メニューから、開発 > 挿入 > ボタンを選択します。

設置したい場所にドラッグ&ドロップすると下の画面が表示されますので、マクロ名に「checkSheet」を指定してOKをクリックします。

設置したボタンを右クリックし、テキストの編集をクリックします。

「入力チェック」とテキストを変更し、Enterキーを押せば完了です。
動作確認
最後に動作確認をしましょう。各入力列を入れ、入力チェックボタンをクリックすると次のように表示されました。各黄色セルのエラー内容は吹き出しのとおりです。

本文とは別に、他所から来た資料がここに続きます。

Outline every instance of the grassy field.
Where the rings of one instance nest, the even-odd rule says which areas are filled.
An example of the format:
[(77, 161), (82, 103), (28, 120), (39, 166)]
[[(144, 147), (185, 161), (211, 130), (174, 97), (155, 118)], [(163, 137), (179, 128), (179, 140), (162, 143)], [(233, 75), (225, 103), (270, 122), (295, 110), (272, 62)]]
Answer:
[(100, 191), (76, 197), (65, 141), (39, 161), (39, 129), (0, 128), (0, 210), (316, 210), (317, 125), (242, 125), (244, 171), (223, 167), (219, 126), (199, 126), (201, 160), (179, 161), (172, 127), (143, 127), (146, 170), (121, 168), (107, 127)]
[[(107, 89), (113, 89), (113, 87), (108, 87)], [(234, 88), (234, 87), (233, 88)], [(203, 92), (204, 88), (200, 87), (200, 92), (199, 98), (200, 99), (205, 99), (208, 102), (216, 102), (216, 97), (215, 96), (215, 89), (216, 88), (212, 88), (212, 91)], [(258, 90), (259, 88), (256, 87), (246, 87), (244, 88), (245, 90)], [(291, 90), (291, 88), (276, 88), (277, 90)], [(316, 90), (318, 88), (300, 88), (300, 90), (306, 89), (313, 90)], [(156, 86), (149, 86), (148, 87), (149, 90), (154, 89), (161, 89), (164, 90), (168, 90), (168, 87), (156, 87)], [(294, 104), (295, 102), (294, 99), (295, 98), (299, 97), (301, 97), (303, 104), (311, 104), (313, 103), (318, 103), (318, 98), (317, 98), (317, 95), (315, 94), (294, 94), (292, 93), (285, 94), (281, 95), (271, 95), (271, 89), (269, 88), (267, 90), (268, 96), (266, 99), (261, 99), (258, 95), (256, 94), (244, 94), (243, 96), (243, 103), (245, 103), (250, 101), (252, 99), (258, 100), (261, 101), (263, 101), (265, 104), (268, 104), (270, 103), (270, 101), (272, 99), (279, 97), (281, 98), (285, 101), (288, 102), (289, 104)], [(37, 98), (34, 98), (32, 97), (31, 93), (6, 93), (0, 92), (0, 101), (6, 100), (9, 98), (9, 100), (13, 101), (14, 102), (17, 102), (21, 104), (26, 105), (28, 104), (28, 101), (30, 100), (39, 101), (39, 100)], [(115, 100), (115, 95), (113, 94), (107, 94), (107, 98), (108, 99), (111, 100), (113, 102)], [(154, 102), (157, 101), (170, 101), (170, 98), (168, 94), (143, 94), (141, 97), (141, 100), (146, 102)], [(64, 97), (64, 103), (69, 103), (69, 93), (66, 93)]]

図中の吹き出しのとおり、各種入力エラー部分が黄色の背景になっています。また、メッセージウィンドウが表示されています。
まとめと次回の課題
今回は勤怠管理シートの作成にあたり、次の機能を実装しました。
- 祝日の色変更対応(マクロ)
- 入力チェック機能(マクロ)
ここまで3回の記事で、勤怠管理シートの作成レポートは一旦終了とさせて頂きます。まだまだ次のような改善の余地が残されています。より使い勝手の良いツール作成に向けて、マクロを検討してみて頂ければと思います。
- 休憩時間チェック。勤務時間が5時間を超える場合は、45分以上の休憩が取得できているか。など
- 計算式入力済みのセルの保護しつつ、マクロでの編集を可能にする。
本連載は次回以降、給与計算ファイルの作成をレポートする予定です。連載をとおして作成を進めている勤怠管理・給与計算ツール(下図)の給与明細出力処理を行うためのファイルになります。

本日も最後までお読みいただき、ありがとうございました。引きつづきご活用頂けますと幸いです。